10

Anochecía ya cuando el bote le dejó al pie de la escalinata del muelle de Atarazanas. Fermín se evaporó en las brumas del puerto, una silueta más entre estibadores y marineros que se encaminaban hacia las calles del Raval, entonces Barrio Chino. Confundiéndose entre ellos, Fermín pudo colegir de sus conversaciones a media voz que el día anterior la ciudad había sufrido una visita de la aviación, una de tantas en lo que llevaba de año, y que aquella noche se esperaban nuevos bombardeos. Se olfateaba el miedo en las voces y miradas de aquellos hombres, pero tras haber sobrevivido a aquel día de perros Fermín tenía el convencimiento de que nada de lo que aquella noche pudiera depararle sería peor. Quiso la providencia que un mercachifle de antojos que se batía ya en retirada y empujaba un carrito de chucherías se cruzase en su camino. Fermín le dio el alto e inspeccionó la carga con suma atención.

—Tengo unas garrapiñadas como las de antes de la guerra —ofreció el mercader—. ¿Gusta el caballero?

—Mi reino por un Sugus —precisó Fermín.

—Pues me queda una bolsita de fresa.

Los ojos de Fermín se abrieron como platos y con la sola mención de tamaña delicia empezó a salivar. Merced a los fondos que le había donado el capitán Arráez pudo hacerse con la bolsa entera de caramelos, que procedió a abrir con la avidez de un condenado.

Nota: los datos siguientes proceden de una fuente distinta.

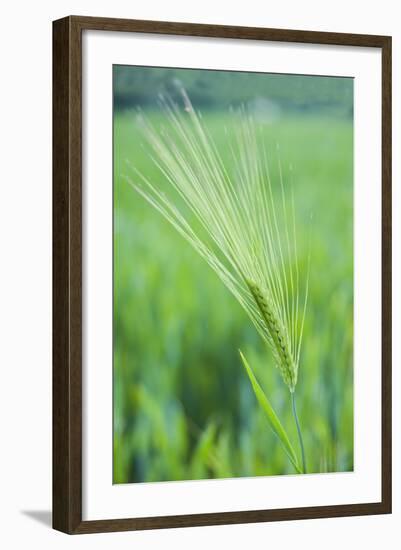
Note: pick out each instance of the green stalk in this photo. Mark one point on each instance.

La luz vaporosa de las farolas de las Ramblas —como el primer chupetón a un caramelo Sugus— siempre le había parecido una de esas cosas por las que vale la pena vivir un día más. Aquel anochecer, sin embargo, al enfilar el paseo central de las Ramblas, Fermín advirtió que una brigada de serenos iba de farola en farola, escalera en mano, y apagaba las luces que aún se reflejaban sobre el empedrado. Se aproximó a uno de ellos y se dispuso a observar su trajín. Cuando el sereno empezó a descender de la escalera y reparó en su presencia, se detuvo y le miró de reojo.

—Buenas noches, jefe —entonó Fermín en tono amigable—. ¿No se ofenderá si le pregunto por qué razón están ustedes dejando la ciudad a oscuras?

El sereno se limitó a señalar al cielo con el índice y, recogiendo la escalera, partió al encuentro de la siguiente farola. Fermín permaneció allí un instante, contemplando el extraño espectáculo de unas Ramblas que se iban sumergiendo en la sombra. A su alrededor, cafés y comercios empezaban a cerrar sus puertas y las fachadas iban tiñéndose del tenue aliento de la luna. Reemprendió su camino con cierta aprensión y pronto reparó en lo que le pareció una procesión nocturna. Un nutrido grupo de gente portando fardos y mantas se dirigía a la entrada del metro. Algunos llevaban velas y candiles prendidos, otros avanzaban en penumbra. Al rebasar la escalinata que descendía al metro, Fermín posó los ojos en un niño que no debía de llegar a los cinco años. Estaba aferrado a la mano de su madre, o su abuela, porque en la penuria de luz todas aquellas almas parecían envejecidas antes de hora. Fermín quiso guiñarle un ojo, pero el niño tenía la vista prendida en el cielo. Contemplaba la telaraña de nubes negras que se tejía sobre el horizonte como si pudiera adivinar algo oculto en su interior. Fermín siguió su mirada y sintió la caricia de un viento frío que empezaba a barrer la ciudad y olía a fósforo y a madera quemada. Justo antes de que su madre le arrastrara escaleras abajo, hacia los túneles del metro, el niño lanzó una mirada a Fermín que le heló la sangre. Aquellos ojos de cinco años reflejaban el terror ciego y la desesperanza de un anciano. Fermín desvió la mirada y echó a andar, cruzándose con un guardia urbano que estaba custodiando la entrada al metro y que le señaló con el dedo.

—Si se va ahora, luego ya no tendrá sitio. Y los refugios están llenos.

Fermín asintió, pero apretó el paso. Fue así adentrándose en una Barcelona que se le antojó fantasmal, una penumbra perpetua cuyos contornos apenas se adivinaban al aliento parpadeante de candiles y velas en balcones y portales. Cuando por fin enfiló la Rambla de Santa Mónica pudo vislumbrar a lo lejos el arco de un portal sombrío y angosto. Suspiró apesadumbrado y puso rumbo hacia su encuentro con Lucía.